O, el artista como cero a la
izquierda. El arte es lo que en este
momento conviene que sea el arte (por moda, por mercado, por commodity), es lo que hoy se impone y
por ende vende, y business son business y la variable de ajuste es el
artista. Galeristas, curadores y
críticos hacen el arte, el
artista como hacedor es una antigüedad anti-económica que hay que desterrar de
la ecuación.
¿Cómo se supone que reaccione uno? ¿Debe tomarse en serio esa finalidad
altruista de desperdiciar la vida compilando imágenes para conservarlas y
contar en un distante futuro –donde ni
nuestros huesos queden- la verdad de la época en la que nos tocó vivir? ¿O
debe rendirse a la practicidad y aceptar que más vale la fortuna hoy que la
gloria mañana y que la razón la tiene el mercado y que hay que darle al cliente
lo que el cliente pide aunque de arte no sepa absolutamente nada?

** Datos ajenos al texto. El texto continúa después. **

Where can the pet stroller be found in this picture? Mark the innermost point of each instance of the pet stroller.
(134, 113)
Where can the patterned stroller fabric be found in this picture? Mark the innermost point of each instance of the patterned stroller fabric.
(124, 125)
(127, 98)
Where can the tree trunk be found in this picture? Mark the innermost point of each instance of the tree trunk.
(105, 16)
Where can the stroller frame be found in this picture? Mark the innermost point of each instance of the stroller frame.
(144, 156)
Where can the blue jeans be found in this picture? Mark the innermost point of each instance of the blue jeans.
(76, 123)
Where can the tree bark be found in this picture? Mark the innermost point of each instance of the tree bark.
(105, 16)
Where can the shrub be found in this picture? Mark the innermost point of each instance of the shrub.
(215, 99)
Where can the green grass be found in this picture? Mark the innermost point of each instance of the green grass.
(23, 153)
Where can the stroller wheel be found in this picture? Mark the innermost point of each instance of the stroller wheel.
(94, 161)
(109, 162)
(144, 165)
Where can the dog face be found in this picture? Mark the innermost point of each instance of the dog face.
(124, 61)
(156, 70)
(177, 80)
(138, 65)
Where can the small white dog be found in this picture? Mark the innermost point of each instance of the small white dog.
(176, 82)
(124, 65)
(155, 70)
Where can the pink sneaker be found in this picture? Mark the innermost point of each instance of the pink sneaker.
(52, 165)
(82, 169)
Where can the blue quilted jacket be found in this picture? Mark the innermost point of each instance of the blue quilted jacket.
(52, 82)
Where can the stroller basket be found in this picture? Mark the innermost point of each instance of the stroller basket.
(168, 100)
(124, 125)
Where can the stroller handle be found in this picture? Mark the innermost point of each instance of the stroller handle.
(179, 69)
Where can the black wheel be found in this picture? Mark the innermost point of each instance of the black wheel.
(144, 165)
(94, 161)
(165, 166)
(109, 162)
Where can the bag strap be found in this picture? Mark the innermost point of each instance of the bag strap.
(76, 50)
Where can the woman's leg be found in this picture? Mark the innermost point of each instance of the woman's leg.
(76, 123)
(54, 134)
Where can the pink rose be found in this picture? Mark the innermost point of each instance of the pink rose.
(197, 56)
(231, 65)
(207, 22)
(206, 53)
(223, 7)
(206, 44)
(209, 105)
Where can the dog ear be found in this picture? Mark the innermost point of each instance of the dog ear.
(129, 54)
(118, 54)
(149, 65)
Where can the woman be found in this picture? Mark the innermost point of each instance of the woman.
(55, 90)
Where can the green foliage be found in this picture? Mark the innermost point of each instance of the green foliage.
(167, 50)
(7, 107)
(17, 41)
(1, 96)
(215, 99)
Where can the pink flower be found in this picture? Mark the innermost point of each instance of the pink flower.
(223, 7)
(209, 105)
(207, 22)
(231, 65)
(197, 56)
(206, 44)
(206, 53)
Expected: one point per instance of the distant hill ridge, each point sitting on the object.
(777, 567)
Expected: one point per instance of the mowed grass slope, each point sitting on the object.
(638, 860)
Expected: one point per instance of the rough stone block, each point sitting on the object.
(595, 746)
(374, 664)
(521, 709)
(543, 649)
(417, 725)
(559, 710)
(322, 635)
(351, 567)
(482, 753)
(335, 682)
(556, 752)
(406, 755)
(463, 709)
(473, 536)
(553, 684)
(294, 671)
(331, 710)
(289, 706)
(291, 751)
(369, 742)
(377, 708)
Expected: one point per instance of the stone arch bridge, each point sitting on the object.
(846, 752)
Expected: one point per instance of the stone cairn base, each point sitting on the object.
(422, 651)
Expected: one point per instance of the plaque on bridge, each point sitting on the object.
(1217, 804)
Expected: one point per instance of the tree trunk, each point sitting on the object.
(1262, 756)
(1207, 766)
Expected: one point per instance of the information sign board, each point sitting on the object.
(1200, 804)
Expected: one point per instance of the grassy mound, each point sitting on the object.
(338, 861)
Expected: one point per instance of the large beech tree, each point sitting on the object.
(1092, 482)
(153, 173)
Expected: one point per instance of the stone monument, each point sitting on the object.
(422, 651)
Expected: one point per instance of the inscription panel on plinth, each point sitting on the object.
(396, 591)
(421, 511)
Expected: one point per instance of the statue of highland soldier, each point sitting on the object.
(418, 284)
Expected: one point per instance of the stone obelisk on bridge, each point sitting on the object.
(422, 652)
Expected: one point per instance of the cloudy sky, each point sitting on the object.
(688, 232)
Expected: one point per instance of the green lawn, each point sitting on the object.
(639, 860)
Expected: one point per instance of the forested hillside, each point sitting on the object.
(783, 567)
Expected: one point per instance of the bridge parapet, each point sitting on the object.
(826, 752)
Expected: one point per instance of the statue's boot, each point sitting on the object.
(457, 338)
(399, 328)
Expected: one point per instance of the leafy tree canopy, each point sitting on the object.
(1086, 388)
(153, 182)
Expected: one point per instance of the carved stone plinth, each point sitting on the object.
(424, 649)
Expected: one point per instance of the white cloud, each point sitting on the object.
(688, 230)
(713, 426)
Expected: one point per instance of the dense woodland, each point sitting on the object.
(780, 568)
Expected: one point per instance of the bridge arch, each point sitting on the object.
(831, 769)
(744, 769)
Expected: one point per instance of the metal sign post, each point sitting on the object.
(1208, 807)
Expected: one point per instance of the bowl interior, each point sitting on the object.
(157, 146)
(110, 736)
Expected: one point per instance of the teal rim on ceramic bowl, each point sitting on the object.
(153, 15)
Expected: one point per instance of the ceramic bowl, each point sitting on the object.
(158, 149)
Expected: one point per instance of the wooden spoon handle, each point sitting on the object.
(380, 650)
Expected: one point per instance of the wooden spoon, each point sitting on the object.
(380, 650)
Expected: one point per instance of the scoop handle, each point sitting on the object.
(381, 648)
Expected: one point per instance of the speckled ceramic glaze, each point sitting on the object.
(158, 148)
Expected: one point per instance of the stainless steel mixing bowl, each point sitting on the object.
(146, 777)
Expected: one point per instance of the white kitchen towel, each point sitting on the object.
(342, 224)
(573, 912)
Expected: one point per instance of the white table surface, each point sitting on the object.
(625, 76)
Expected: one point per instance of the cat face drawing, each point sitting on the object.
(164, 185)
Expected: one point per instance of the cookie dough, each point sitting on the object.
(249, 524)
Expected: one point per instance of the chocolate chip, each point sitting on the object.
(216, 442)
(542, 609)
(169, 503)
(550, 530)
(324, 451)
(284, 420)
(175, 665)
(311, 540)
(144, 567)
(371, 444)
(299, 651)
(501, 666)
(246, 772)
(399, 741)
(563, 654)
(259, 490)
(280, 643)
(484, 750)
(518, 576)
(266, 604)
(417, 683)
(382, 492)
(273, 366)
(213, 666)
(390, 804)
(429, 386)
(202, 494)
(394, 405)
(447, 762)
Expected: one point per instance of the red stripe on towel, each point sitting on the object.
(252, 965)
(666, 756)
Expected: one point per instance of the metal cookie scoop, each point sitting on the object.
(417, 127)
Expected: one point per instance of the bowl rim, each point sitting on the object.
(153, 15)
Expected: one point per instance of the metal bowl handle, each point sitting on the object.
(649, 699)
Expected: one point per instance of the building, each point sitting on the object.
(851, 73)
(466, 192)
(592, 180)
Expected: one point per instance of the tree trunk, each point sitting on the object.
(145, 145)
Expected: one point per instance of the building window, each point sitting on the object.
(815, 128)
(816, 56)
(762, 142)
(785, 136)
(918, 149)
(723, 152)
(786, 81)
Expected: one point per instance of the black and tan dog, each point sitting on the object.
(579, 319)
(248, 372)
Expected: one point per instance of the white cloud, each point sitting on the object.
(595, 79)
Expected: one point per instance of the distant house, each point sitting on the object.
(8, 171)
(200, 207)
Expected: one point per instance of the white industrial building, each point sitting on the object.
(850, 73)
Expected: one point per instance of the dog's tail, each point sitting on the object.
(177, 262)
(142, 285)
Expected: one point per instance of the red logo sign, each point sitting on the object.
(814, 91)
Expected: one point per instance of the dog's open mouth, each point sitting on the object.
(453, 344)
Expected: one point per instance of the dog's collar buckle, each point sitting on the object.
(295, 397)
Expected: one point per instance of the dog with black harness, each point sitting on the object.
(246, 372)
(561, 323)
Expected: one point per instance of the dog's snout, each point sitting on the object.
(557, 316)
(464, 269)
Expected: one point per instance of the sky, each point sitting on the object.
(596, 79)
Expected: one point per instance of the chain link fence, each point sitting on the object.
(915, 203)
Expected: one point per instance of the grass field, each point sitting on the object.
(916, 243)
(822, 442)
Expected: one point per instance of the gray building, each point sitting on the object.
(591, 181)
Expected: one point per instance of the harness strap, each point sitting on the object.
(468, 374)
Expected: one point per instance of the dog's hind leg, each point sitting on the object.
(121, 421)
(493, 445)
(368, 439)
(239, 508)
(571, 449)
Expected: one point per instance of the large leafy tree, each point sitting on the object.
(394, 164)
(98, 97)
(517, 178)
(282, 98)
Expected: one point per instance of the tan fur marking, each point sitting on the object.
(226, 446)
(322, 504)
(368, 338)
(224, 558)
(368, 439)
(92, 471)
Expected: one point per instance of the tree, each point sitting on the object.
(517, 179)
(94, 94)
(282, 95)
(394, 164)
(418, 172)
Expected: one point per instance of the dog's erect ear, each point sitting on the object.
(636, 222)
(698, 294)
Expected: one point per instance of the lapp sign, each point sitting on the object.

Y la peor hipótesis: cuando a uno no le
interesa ser ni catalizador ni cero a la izquierda. Cuando uno se empecina en creer que el
artista tiene un destino diferente, que puede conservar el poder de decisión
sobre sí y sobre su obra… entonces, ¿dónde
se pone? ¿Hay otro lugar desde dónde
concebir el arte? Sí, supongo, el
margen. Al margen de todo.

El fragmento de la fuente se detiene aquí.